CGD in the News

Nobel-Winner Yunus Ousted, Documentary Premiers in English (Mother Jones)

March 14, 2011

David Roodman was quoted in a Mother Jones article on Muhammed Yunus

From the Article

David Roodman, a leading micro-finance academic, has been cautious in his response to Micro Debt, which he was interviewed for. In his Microfinance blog, he complains that:

Tom seems to have made pretty much the most negative movie he could. As I show just below, the film sensationalizes matters that have more to do with making Muhammad Yunus look bad than whether microcredit is good for the poor; exaggerates the Grameen Bank's interest rates despite my explanations in e-mail to Tom and on this blog; and heavily favors negative voices, depriving viewers of the opportunity to glimpse the complexities of the real world and think for themselves.

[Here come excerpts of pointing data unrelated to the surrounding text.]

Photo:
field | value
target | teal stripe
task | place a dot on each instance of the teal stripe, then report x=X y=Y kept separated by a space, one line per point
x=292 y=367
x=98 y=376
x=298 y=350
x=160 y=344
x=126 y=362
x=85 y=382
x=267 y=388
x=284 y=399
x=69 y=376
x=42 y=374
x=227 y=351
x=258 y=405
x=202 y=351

While Roodman asserts personally that Heinemann tweaked interest rates to suit the film’s purposes, there are other examples as well. Two MIT economists, Abhijit Banerjee and Esther Duflo, write that in the rural Indian state of Andhra Pradesh, two-thirds of the poor have loans on which they pay an average 57% in interest. This number makes Yunus’s 17 to 24 percent interest (Roodman’s calculations) seem much more reasonable.